I think anyone that uses the biased and flawed WHO report as justification or evidence to any degree, to change and/or alter our healthcare system is misguided. The report is vastly flawed and individuals that go beyond pop press to see how silly it is would know that. Greece? really.......

I also question anyone that spends a good deal of time citing "precedent" to include posting a previous law and then slides behind....So, are you an undergrad, masters student, in medical school? Just curious about where you actually are in the continuum of "expertise".

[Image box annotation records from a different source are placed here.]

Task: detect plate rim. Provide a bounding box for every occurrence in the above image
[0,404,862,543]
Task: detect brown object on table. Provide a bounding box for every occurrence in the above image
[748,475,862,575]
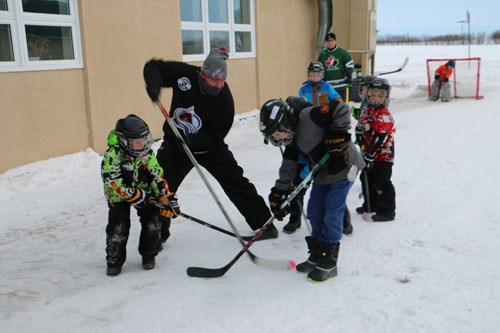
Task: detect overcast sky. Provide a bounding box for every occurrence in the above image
[377,0,500,35]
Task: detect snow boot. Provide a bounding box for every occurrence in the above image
[283,213,302,234]
[295,236,319,273]
[342,206,353,235]
[142,257,156,271]
[106,264,122,276]
[372,212,396,222]
[307,243,340,282]
[256,223,278,241]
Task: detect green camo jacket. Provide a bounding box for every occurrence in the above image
[101,130,168,202]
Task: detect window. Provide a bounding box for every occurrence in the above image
[180,0,255,61]
[0,0,83,72]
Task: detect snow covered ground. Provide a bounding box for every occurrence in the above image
[0,45,500,333]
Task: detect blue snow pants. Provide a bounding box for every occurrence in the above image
[307,179,353,244]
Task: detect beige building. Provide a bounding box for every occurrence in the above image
[0,0,376,172]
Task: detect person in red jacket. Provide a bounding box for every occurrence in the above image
[429,60,455,102]
[356,78,396,222]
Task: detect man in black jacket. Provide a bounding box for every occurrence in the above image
[143,47,278,242]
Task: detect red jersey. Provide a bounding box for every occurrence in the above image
[357,105,396,162]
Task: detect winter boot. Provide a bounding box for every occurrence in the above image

Well, the WHO report is what we have, and I believe that some data is better than none, recognizing that it is not perfect. As one of my mentors used to say "Our healthcare system is broken beyond repair. 80% of Americans are satisfied with their coverage, because 80% of Americans don't use the healthcare system on a regular basis"

As far as spending a "good deal of time". Not really. Just an example that there is some precedent out there. How it will play out I do not know.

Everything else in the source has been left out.